James Slotnick : Les démocrates en pâtiraient plus que les républicains. La Chambre des représentants a adopté une loi pour relever le plafond de la dette. Cette loi prévoit la réduction des dépenses et le relèvement du plafond de la dette au cours des deux prochaines années, de sorte que les républicains sont en mesure de dire avec assurance qu’ils ont proposé quelque chose. M. Schumer, ne dispose pas des voix nécessaires au Sénat pour faire adopter un projet de loi sur le plafond de la dette. Le Sénat n’a donc pas été en mesure d’adopter quoi que ce soit. La Chambre des représentants a adopté un projet de loi en faveur des républicains. En outre, la cote de popularité du président Biden n’est pas très bonne. Si vous regardez les 5 ou 6 derniers présidents à ce stade de leur présidence, soit 850 jours au pouvoir, le président Trump et le président Biden affichent une popularité de 42 %, ce qui est nettement inférieur à la popularité du président Obama, du président Bush et du président Clinton après le même nombre de jours au pouvoir. Les démocrates ne sont donc pas en position de force. Les deux parties doivent certainement parvenir à une entente, mais je pense que les républicains sont en bien meilleure position si nous nous retrouvons au pied du mur, en espérant que ce ne soit pas le cas. Encore une fois, je ne pense pas que nous frapperons le mur, mais je pense que politiquement, les républicains s’en sortiraient mieux que les démocrates.

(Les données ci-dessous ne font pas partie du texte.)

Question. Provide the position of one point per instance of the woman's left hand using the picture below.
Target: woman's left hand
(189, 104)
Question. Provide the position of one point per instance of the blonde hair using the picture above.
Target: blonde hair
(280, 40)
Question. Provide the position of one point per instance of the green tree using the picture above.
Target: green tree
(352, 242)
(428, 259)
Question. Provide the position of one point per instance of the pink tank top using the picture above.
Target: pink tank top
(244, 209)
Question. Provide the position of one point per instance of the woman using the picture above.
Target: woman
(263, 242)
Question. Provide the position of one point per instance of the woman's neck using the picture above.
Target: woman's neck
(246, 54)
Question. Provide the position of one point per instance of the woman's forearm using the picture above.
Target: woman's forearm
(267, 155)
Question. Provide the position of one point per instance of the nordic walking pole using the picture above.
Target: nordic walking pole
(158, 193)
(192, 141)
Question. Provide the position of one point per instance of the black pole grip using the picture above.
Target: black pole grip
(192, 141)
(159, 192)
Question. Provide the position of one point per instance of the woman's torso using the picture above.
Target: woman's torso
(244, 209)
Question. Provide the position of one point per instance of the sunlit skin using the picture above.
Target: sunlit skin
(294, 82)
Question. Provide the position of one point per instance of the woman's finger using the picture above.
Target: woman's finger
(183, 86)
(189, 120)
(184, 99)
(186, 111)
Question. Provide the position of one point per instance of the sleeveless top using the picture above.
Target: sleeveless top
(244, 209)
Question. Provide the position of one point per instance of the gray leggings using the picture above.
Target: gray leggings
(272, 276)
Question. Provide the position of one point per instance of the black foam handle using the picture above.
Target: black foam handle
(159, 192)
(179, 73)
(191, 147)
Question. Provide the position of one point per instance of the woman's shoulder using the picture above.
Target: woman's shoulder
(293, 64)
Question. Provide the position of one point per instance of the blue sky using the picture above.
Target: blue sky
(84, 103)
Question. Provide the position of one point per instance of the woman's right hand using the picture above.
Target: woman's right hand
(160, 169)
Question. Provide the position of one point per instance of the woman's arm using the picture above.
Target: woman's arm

Steve Peacher : Il est très difficile de savoir ce qui se passerait sur les marchés, parce que je ne pense pas que l’on puisse prédire à quel moment précis cela se produirait. Je pense que le gouvernement dispose d’une certaine flexibilité. Mais l’on saura que l’on a frappé le mur lorsque le gouvernement sera en défaut de paiement. Et cela dépendra, je pense, de l’impact que cela aura sur le marché. Il est certain que si le gouvernement ne respecte pas les échéances des obligations du Trésor arrivant à échéance, cela aura de nombreux impacts techniques. Si les agences de notation abaissaient encore la note des États-Unis, cela se répercuterait sur les institutions financières qui utilisent les notations pour leurs besoins en capitaux, sur la gestion des actifs, sur les contrats qui ont des exigences minimales en matière de notation. Cela pourrait se répercuter sur les fonds du marché monétaire et sur la façon dont les fonds du marché monétaire du Trésor américain sont évalués. Et le gouvernement dispose d’une certaine flexibilité pour faire face aux échéances des obligations. On ne sait donc pas exactement comment cela se passerait d’un point de vue logistique. Mais je pense que la réaction des marchés en dépend. De plus, si le marché a le sentiment que l’impasse ne dure qu’un jour ou deux avant qu’une solution soit adoptée, la situation se résorbera. Mais, si les marchés ont le sentiment qu’il s’agit d’une grande impasse, et que cela va devenir un problème de plus en plus important, les deux partis prendront une position défensive. On pourrait alors assister à un véritable effondrement des marchés. Il est donc très difficile de faire des prévisions.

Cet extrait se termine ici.